Los signos vitales son los adecuados, diría un médico luego de revisar a un hombre que parecía muerto cuando en realidad se había desvanecido. El paciente es el negocio agrícola, que se desplomó por el efecto combinado de la sequía, el conflicto con el Gobierno y la crisis internacional. Después de semejante golpiza, parecía difícil que se volviera a levantar. Pero hay pulso, la vida fluye. Expoagro 2009, que ayer cerró su tercera edición, fue una inyección de optimismo para un sector que entró moribundo y que ahora quiere dejar lo más rápido posible la cama de hospital.

Una leve mejoría de su estado de salud es visible. Luego de un primer bimestre en coma, donde prácticamente no se vendió una sola maquinaria agrícola. Primero, llovió. Luego, la presidenta Cristina Kirchner habilitó un proceso de diálogo tras un año de desencuentros. "Haberse sentado a dialogar ya mejoró el humor de los productores, que están cansados y quieren volver a producir con todo", evaluó Reynaldo Postacchini, de la fabricante de cosechadoras Claas. Cuando todo parecía indicar lo contrario, esa firma vendió 12 unidades durante Expoagro y quedó a un paso de colocar 20 equipos más.

"Vinimos a la nada y nos encontramos con gran cantidad de público y de buen humor, muy interesados en los productos. Cerramos varios negocios. El balance es claramente positivo", apuntó Ramón Landrein, gerente de ventas de la fábrica Mainero. Lo de la gente no es verso: hasta aquí llegaron, en apenas tres días de exposición (la muestra debió acortarse 24 horas debido a las fuertes lluvias), 155.564 personas.

La mayoría de los 500 expositores admite que sus ventas en esta muestra han caído considerablemente respecto de la edición anterior, que finalizó apenas pocos días antes de que el Gobierno sorprendiese a todos con aquel proyecto de retenciones móviles. Desde entonces, el daño ha sido severo y muchos millones de dólares quedaron en el camino. Los precios de los granos cayeron 40%. La cosecha, que en 2008 rozó las 100 millones de toneladas, ahora ofrecerá no más de 75 millones.

Pero el encanto de Expoagro pudo más. La posibilidad de ver toda la oferta tecnológica disponible en un único lugar, y además con demostraciones de maquinaria en movimiento, tentó a muchísimos chacareros, que ya parecen cansados de las pálidas. "En los días previos sentíamos un fuerte desánimo en los productores. Y hoy, si bien se habla mucho de la crisis económica, el agua caída levantó el ánimo de todos", señaló Marcelo Laspina, de Geosistemas, dedicada a la agricultura de precisión.

En estos tres días, muchos políticos de fuste llegaron hasta

Theobald. La lista es larga y fue dominada por la oposición. Figuran el vicepresidente Julio Cleto Cobos, los gobernadores Daniel Scioli y Hermes Binner, el jefe de Gobierno porteño Mauricio Macri, los diputados bonaerenses Francisco de Narváez y Felipe Solá, la senadora Hilda "Chiche" Duhalde, la líder de la Coalición Cívica, Lilita Carrió. Todos prometieron ayudar en el Parlamento para el debate sobre el nivel que deberán tener en adelante las retenciones.

Pedro Luis Peña, colombiano, fue uno de los 3.355 extranjeros que este año visitaron la Expoagro.

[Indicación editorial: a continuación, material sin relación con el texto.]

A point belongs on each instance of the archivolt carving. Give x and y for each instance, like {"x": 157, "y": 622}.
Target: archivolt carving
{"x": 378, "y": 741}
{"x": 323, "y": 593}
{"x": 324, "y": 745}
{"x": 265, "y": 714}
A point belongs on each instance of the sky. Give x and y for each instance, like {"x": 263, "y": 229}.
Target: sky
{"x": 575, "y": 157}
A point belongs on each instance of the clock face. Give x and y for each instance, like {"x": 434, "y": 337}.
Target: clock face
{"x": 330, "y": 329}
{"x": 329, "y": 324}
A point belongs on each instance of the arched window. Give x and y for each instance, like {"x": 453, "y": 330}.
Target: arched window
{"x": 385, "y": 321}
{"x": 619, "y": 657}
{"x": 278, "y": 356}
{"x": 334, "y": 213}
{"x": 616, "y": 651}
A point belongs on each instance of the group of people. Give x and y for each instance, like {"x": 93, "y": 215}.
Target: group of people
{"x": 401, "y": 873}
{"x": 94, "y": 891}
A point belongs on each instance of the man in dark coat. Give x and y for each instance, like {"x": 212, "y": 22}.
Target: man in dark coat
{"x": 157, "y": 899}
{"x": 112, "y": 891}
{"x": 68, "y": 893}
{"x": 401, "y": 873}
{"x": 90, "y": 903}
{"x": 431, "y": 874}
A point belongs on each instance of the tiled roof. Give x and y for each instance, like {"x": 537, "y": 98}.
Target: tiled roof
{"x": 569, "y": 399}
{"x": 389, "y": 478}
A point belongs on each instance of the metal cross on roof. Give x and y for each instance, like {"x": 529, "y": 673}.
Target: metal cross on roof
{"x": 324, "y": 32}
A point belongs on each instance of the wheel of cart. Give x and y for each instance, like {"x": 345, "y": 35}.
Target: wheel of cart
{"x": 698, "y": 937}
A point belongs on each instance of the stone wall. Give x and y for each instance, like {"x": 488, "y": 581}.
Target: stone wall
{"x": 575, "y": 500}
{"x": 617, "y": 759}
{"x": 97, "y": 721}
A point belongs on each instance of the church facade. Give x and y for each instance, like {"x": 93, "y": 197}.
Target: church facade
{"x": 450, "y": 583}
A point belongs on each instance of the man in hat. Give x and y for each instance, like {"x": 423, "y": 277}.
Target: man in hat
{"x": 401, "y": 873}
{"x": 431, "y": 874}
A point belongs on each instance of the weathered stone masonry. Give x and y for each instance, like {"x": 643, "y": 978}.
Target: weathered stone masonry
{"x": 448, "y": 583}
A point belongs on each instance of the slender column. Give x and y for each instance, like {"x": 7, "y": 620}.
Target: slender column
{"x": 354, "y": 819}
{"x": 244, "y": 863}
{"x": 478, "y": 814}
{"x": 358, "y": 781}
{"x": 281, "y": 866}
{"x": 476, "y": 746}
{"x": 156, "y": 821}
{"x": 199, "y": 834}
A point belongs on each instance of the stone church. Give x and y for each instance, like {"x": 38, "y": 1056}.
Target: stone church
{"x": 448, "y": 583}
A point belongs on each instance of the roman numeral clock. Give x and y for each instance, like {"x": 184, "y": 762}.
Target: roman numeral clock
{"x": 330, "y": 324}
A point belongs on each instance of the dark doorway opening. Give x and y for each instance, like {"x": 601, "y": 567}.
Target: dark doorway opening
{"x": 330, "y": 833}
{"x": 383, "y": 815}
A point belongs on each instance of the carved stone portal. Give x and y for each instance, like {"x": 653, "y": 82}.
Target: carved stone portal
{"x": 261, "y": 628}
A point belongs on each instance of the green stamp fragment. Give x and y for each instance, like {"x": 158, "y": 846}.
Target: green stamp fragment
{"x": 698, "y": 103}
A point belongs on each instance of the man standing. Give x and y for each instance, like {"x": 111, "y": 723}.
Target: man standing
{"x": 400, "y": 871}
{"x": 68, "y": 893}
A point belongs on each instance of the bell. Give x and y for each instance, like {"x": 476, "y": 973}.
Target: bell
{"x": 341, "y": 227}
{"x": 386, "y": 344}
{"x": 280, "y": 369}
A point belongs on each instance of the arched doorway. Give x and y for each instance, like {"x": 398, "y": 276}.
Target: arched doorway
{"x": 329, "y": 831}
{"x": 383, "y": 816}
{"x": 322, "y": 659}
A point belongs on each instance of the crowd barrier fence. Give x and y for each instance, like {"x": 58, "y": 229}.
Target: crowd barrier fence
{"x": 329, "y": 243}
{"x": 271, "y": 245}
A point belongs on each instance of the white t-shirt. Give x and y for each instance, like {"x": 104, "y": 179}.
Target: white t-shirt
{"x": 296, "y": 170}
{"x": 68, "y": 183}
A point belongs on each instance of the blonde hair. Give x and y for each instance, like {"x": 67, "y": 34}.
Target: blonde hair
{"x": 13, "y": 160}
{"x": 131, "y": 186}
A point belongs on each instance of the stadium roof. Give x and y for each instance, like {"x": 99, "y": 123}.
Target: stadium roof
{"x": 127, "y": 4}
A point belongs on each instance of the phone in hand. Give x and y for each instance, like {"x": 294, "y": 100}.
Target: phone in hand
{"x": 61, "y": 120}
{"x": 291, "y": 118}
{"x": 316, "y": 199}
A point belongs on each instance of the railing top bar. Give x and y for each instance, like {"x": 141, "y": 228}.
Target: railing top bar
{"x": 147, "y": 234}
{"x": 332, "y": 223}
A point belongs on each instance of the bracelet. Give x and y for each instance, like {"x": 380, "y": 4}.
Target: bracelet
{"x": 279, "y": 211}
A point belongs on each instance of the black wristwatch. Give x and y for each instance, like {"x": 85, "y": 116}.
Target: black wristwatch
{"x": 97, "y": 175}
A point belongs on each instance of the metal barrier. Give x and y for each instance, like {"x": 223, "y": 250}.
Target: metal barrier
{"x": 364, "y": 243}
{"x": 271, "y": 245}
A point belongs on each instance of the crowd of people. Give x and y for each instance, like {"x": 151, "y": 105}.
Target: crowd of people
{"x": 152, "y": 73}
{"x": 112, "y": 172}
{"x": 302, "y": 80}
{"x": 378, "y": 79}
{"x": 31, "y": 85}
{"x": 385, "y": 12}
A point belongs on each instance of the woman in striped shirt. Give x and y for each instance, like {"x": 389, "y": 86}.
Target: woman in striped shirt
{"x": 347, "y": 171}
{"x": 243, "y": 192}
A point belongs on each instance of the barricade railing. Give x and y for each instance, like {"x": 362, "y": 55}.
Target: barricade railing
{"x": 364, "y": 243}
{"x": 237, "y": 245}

Llegó con otros 15 productores del Valle del Cauca y confirma que, a pesar de los achaques, la agricultura argentina sigue teniendo prestigio. "Es la primera vez que venimos. Estamos muy interesados en conocer las formas de cultivo extensivos, ya que Colombia está comenzando a tener grandes cultivos", relató.

La recuperación del campo parece haber comenzado. Sus signos vitales están intactos.